But she never said, as I wanted her to say, “Get off from work while you’re suffering so, and don’t try to work while you’re in that condition.”
During this period, I grew to be supersensitive and self-conscious. I had a high, shrill voice, of which I was not aware till a doffer mimicked it one day. It was a small matter to him, but to me it was tragical. It wore on my imagination all through that day, it haunted me that night, it intruded itself on my solitude until I inwardly cried and grew depressed.
“What’s ailing you, lad?” commented my uncle the next morning. “You look as if you’d lost your best friend?” But I would not unburden myself of the load of guilty feeling that was on my shoulders—guilt, because my voice was high, shrill, and childish! I was afraid to meet people whom I knew on the street, and when I saw one I knew coming towards me, I would dash to the opposite side, or, if escape like that were impossible, I would turn towards a shop-window or pretend to be interested in a bit of dirt on a curbstone.

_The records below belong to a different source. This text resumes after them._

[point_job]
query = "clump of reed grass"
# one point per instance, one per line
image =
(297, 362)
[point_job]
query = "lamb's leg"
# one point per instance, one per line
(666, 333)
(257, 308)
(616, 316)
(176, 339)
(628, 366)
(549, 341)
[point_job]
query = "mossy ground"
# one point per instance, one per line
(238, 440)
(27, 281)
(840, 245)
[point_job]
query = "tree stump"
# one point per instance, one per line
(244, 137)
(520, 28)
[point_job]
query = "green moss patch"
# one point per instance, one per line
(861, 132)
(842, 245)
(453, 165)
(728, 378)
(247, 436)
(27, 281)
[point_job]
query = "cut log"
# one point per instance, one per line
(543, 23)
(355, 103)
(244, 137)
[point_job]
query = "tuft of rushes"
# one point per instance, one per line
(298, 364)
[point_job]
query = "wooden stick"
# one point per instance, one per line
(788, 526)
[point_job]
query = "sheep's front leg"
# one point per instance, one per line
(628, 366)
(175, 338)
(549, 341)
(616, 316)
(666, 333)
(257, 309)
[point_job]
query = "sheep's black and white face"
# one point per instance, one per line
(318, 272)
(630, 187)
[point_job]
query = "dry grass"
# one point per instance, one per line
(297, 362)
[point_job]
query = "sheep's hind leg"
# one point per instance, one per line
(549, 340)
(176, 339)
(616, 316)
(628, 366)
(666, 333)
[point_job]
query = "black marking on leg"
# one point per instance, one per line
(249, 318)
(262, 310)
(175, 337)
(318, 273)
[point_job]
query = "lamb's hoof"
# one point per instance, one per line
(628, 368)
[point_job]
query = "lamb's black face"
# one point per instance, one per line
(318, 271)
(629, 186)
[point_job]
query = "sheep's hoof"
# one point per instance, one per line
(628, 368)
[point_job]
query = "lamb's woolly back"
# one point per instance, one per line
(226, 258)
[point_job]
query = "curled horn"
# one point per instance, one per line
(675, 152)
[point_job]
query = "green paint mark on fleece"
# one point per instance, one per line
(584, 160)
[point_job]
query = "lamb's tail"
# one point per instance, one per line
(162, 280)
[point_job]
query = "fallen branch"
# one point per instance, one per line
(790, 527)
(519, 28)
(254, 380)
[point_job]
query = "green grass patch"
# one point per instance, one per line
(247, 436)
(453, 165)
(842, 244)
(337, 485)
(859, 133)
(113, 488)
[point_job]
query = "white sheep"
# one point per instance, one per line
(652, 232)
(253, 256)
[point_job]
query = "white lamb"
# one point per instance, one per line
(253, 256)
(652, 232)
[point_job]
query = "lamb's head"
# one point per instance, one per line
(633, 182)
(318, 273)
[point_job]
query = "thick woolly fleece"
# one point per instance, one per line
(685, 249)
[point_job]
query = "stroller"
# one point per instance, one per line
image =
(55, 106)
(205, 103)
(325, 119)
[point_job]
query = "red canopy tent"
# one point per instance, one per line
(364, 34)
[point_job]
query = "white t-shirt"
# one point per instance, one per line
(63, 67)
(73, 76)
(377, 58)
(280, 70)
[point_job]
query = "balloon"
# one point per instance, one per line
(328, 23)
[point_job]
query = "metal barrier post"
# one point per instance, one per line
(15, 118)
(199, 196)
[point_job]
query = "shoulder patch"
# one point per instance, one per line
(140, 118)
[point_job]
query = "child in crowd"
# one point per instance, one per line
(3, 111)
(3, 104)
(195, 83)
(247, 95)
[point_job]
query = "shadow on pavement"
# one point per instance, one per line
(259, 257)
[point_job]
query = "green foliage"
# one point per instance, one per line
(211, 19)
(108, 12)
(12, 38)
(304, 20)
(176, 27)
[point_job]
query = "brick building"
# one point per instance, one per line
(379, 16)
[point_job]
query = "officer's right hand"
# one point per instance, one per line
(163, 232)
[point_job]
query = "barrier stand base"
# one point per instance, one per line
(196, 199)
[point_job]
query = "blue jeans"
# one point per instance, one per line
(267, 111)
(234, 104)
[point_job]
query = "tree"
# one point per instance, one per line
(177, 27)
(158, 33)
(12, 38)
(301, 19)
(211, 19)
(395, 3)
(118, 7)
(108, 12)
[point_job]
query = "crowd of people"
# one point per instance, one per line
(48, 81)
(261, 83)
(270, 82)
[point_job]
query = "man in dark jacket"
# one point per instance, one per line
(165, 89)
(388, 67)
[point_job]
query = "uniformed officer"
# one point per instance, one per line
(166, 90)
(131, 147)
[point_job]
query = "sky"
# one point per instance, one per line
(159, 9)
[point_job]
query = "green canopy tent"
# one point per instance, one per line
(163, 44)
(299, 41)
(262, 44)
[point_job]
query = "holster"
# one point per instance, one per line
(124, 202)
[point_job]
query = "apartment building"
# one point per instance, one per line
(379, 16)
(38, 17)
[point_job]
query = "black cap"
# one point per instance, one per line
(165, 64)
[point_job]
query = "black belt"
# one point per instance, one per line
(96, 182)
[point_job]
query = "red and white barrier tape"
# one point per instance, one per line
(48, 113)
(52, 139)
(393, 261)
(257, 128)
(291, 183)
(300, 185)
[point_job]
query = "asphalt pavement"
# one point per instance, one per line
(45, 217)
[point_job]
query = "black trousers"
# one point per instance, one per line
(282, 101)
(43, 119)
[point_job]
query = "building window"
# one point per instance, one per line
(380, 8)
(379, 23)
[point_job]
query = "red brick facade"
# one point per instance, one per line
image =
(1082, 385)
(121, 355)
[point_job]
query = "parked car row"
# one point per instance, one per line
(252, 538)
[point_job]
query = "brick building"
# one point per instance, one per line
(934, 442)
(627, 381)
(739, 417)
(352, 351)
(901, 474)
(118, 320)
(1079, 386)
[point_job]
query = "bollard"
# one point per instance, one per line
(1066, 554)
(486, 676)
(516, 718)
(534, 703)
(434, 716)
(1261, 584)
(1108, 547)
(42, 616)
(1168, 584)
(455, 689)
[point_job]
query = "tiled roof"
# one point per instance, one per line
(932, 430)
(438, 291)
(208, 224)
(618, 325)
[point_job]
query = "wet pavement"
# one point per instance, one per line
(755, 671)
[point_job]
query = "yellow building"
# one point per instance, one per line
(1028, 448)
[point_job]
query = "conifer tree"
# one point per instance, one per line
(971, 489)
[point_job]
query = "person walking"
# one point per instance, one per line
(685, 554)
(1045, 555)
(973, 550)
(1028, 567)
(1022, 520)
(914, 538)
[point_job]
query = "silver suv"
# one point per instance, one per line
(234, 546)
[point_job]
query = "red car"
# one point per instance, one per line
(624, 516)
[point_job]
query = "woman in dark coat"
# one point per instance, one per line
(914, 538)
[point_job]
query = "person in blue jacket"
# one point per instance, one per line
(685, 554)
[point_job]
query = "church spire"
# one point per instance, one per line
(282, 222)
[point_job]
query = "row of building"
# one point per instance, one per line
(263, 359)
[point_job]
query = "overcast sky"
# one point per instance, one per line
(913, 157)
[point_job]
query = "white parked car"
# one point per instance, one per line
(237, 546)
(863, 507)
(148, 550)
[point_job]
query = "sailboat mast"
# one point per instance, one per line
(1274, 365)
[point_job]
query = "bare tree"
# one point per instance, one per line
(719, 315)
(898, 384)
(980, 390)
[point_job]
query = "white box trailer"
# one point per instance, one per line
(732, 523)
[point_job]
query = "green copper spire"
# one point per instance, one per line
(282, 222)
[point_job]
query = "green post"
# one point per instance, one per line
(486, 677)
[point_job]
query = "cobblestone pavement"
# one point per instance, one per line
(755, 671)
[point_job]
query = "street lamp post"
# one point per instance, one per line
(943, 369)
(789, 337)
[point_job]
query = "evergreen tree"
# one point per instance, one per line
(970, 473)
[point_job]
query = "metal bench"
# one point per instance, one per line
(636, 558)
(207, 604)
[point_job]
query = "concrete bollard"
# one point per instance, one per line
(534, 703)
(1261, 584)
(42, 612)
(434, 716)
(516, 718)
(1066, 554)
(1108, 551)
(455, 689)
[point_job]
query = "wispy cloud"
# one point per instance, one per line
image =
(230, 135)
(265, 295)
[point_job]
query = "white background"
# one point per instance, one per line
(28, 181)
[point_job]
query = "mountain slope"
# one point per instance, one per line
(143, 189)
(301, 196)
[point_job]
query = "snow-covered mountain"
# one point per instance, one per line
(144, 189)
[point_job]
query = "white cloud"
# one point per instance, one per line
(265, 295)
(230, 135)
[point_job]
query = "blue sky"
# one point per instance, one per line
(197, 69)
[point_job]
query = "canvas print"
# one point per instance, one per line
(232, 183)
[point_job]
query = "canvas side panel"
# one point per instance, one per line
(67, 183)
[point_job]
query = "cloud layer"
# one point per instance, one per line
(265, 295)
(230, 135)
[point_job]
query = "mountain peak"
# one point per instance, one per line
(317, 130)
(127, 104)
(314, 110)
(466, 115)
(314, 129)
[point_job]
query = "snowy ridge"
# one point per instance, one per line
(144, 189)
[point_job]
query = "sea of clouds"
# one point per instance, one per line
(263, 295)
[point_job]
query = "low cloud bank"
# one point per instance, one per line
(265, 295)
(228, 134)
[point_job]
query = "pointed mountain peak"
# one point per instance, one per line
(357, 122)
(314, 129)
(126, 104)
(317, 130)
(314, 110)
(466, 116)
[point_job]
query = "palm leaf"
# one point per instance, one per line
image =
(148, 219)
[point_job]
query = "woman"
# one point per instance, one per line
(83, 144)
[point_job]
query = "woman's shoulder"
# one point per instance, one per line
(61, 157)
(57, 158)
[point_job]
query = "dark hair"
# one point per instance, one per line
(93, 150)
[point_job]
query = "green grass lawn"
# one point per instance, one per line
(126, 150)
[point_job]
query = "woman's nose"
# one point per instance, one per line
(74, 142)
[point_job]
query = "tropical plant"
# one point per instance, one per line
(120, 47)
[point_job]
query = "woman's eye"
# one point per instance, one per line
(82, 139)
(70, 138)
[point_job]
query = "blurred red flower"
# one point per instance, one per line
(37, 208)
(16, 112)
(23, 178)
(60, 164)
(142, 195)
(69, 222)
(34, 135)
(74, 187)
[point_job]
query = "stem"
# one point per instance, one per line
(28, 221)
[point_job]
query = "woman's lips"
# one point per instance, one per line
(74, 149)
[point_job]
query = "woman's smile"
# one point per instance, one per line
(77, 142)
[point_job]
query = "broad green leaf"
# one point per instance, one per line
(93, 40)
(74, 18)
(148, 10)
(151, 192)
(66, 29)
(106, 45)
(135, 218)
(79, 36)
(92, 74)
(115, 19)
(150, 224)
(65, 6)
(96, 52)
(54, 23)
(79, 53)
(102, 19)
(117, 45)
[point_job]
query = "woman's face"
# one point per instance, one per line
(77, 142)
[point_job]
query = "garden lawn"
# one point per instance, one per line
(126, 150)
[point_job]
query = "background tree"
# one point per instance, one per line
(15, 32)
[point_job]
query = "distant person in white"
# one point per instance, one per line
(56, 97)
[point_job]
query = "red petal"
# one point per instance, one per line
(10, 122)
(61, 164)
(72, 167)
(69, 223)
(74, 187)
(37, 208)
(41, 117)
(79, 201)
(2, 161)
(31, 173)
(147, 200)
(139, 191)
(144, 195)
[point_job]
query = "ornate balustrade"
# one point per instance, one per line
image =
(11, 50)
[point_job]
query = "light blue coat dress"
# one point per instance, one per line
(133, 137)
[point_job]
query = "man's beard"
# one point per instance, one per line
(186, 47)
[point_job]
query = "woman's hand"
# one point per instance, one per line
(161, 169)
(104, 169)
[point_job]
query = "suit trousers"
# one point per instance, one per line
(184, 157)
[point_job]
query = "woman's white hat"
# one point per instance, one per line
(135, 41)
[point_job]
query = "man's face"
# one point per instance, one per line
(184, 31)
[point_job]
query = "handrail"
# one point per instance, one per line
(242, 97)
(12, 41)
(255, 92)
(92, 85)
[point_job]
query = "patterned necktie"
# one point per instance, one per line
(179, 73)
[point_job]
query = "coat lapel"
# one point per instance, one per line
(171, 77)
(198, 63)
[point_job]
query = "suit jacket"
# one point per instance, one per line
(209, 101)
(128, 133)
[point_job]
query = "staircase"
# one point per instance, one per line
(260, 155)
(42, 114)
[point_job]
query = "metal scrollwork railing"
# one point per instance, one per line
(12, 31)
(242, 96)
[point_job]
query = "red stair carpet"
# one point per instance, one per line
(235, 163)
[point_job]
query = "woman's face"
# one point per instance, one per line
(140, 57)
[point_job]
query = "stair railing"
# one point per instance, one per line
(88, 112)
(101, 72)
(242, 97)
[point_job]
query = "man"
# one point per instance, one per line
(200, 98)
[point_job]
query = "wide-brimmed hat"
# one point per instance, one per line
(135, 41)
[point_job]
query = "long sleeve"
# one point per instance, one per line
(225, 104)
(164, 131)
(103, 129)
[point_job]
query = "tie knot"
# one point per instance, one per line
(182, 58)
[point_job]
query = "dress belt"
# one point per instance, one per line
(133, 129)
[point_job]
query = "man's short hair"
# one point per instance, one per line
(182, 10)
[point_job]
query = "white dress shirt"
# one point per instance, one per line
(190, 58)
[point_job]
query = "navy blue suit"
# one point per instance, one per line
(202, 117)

Mark Waterhouse, an old crippled Englishman, who ran the elevator and with whom I talked often while in the elevator room, seemed to understand me thoroughly when I told him how I felt.
“Aye, lad,” he said, “it’s growing tha’ art. Growing swift, too: tall like a bullrush. It’s bad for thee to be in this ’ot room an’ working. Tha’ needs fresh hair; lots on’t. Lots o’ fresh hair to get in th’ blood an’ bone, like.”
“But aunt won’t let me stay at home,” I said.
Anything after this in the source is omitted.